Encore un auteur oublié, il faut dire qu’il n’a publié que quatre œuvres mais celle dont je vous livre un extrait, devrait être rééditée toutes les décennies ! Son titre est explicite : Les mœurs d’aujourd’hui. (1873) Et oh ! surprise ! Rien de nouveau sous les cieux du XXIe siècle. On se reconnaît dans ce texte caustique et spirituel, Loudolphe de Virmont né en 1828 et mort on ne sait quand, parle au nom de tous ceux qui se sentent exclus de l’éternelle société bien pensante et conformiste. Un petit délice dont je partage un chapitre, le dernier, celui de la mode.
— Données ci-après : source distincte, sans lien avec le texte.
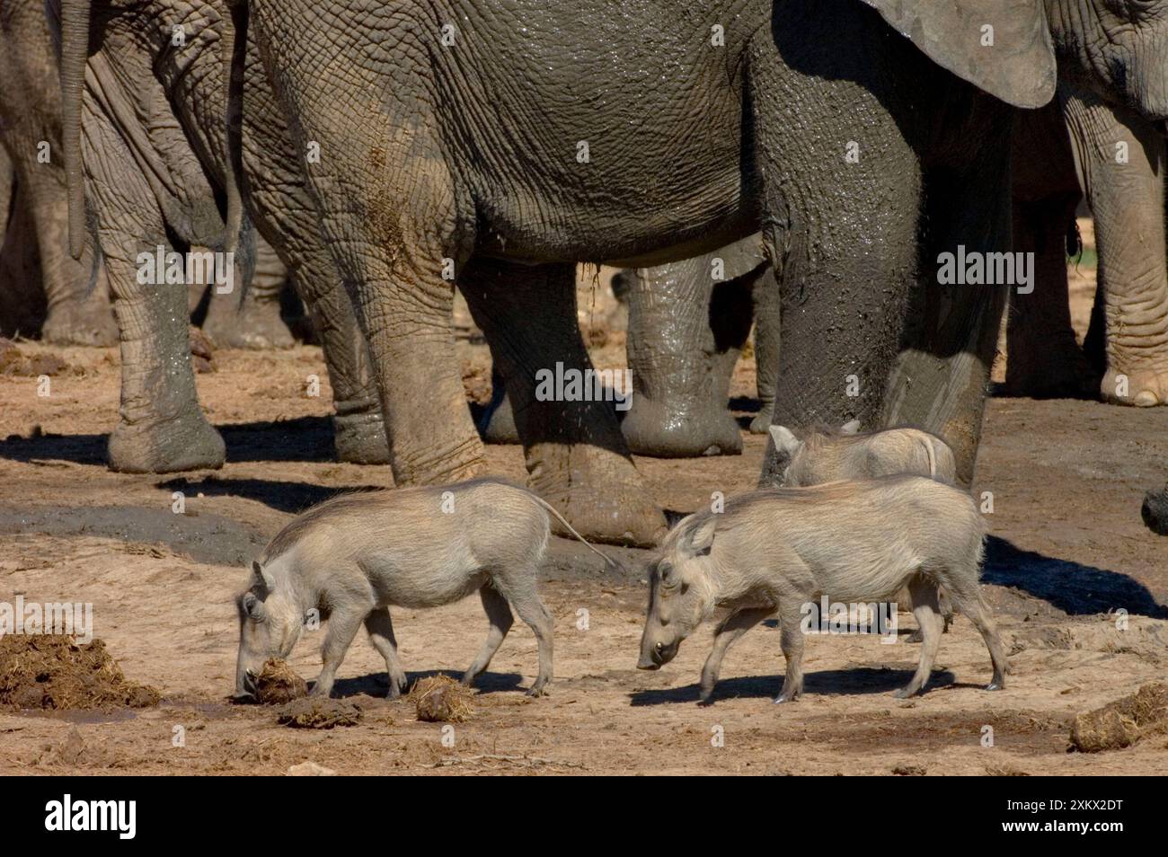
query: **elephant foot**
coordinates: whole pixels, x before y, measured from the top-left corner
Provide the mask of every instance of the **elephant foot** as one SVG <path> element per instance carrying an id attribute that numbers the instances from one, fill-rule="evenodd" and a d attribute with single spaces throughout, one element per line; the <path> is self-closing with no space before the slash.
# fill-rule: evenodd
<path id="1" fill-rule="evenodd" d="M 174 418 L 118 423 L 109 455 L 110 469 L 119 473 L 176 473 L 222 467 L 225 447 L 199 404 L 192 403 Z"/>
<path id="2" fill-rule="evenodd" d="M 1112 365 L 1099 383 L 1104 402 L 1134 407 L 1168 404 L 1168 369 L 1124 369 Z"/>
<path id="3" fill-rule="evenodd" d="M 280 318 L 278 301 L 245 300 L 237 309 L 235 295 L 231 294 L 213 297 L 203 322 L 203 333 L 218 348 L 259 351 L 296 344 L 292 332 Z"/>
<path id="4" fill-rule="evenodd" d="M 531 469 L 533 490 L 590 542 L 639 548 L 656 545 L 668 531 L 665 515 L 633 465 L 596 446 L 568 448 L 565 467 L 549 478 L 550 462 Z M 552 515 L 557 535 L 571 537 Z"/>
<path id="5" fill-rule="evenodd" d="M 479 433 L 488 444 L 517 444 L 519 428 L 515 427 L 515 413 L 510 399 L 506 396 L 494 406 L 488 407 L 479 421 Z"/>
<path id="6" fill-rule="evenodd" d="M 630 451 L 638 455 L 697 458 L 742 454 L 742 432 L 724 404 L 694 407 L 634 395 L 620 431 Z"/>
<path id="7" fill-rule="evenodd" d="M 758 414 L 750 420 L 750 433 L 751 434 L 766 434 L 771 430 L 771 423 L 774 417 L 774 403 L 770 404 L 763 403 L 762 407 L 758 410 Z"/>
<path id="8" fill-rule="evenodd" d="M 1099 372 L 1091 369 L 1078 346 L 1051 348 L 1041 362 L 1006 355 L 1004 391 L 1036 399 L 1092 398 Z"/>
<path id="9" fill-rule="evenodd" d="M 388 465 L 389 441 L 381 410 L 338 413 L 333 417 L 336 460 L 353 465 Z"/>
<path id="10" fill-rule="evenodd" d="M 109 348 L 118 344 L 118 323 L 104 298 L 67 301 L 49 308 L 41 339 L 54 346 Z"/>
Sans la mode, le vulgaire n’aurait rien à dire, à voir, à penser, à juger, à critiquer; rien dont il pourrait causer, s’affoler, s’enthousiasmer. La foule s’ennuierait et ne connaîtrait pas le plaisir de la nouveauté.
Si chacun agissait et pensait librement, on distinguerait trop vite le bon sens, le goût et le génie, de la sottise, de la médiocrité et de la niaiserie.
Aussi la mode est-elle le joug que la sottise générale impose à la supériorité particulière. Et le vulgaire a proclamé qu’une fois la mode consacrée, tout le monde devait s’y soumettre, sous peine de passer pour un petit esprit.
La mode est devenue sa raison, sa poésie, son idole, sa rage, son délire, son éternelle satisfaction.
Peut-être les sots ne l’ont-ils pas inventée, mais, à coup sûr, ils l’ont adoptée pour leur sécurité et leur repos.
C’est, on le voit, leur attaque et aussi leur défense.
C’est au nom de la mode que les niais en masse trouvent à reprendre chez les plus grands et les plus forts; – qu’ils tiennent les triomphateurs et leur font entendre le : Souviens-toi que tu es un homme comme nous; – qu’ils accablent tout ce qu’il y a de grand, de beau, de bon, de juste et de généreux.
Ce n’est pas à la mode ! Et tout est dit pour les sots. Ils se moquent, ils ricanent, ils méprisent, ils injurient, ils oublient ou passent indifférents.
Mais cela est à la mode. Et les sots trouvent ou s’excusent de trouver de la valeur à un homme, à un objet qui ne représentent que le commun, le trivial ou l’immoralité.
Quand les petits esprits ont dit : C’est la mode, il n’y a point de réponse à faire et de réplique si bonne, si sensée, qui ne soit trouvée par eux une sottise ou une impertinence.
Ainsi, la mode est le signe de ralliement, le mot d’ordre, le passeport de la sottise.
Il faut une mode pour servir de miroir et de soupape à la sottise humaine, je le reconnais. Il faut que les imbéciles soient écoutés et donnent aussi leur voix ; qu’ils fassent, comme les autres, œuvre de critique et d’enthousiasme.
Qu’il y ait donc une mode toujours nouvelle, je le veux bien.
Mais ce qui m’a toujours paru sot, insupportable et tyrannique, c’est la prétention de vouloir faire passer la mode pour la marque
du goût, de la sagesse et de la raison ; de donner son jugement comme un arrêt infaillible devant lequel on n’ait plus qu’à s’incliner.
Et où est le contrôle de la mode ? Qui la fait? Qui la juge?
Où sont son autorité, son tact, son goût, son esprit, sa finesse ? Est-ce que tout n’a pas été à la mode ?
Est-ce que tout n’y revient pas ? Quel changement, quel mauvais goût, quel caprice, quelles turpitudes, quels ridicules et quelles misères n’ont pas été adoptés par la mode ?
Et ce mauvais livre dont on ne veut plus?
Et ces rapsodies?
Et ces niaiseries ?
Et ces vilenies?
Et ces passions?
Et ces vices ?
Et vous voulez que je m’incline devant le jugement de la mode, cette grande courtisane !
Etre à la mode, c’est être connu, voilà tout. Et s’il ne faut que cela pour avoir une
valeur, le vendeur d’orviétan qui se fait annoncer tous les jours dans les journaux, est plus connu de la foule que tel grand écrivain, que tel grand ministre, que tel grand poète, que tel grand artiste.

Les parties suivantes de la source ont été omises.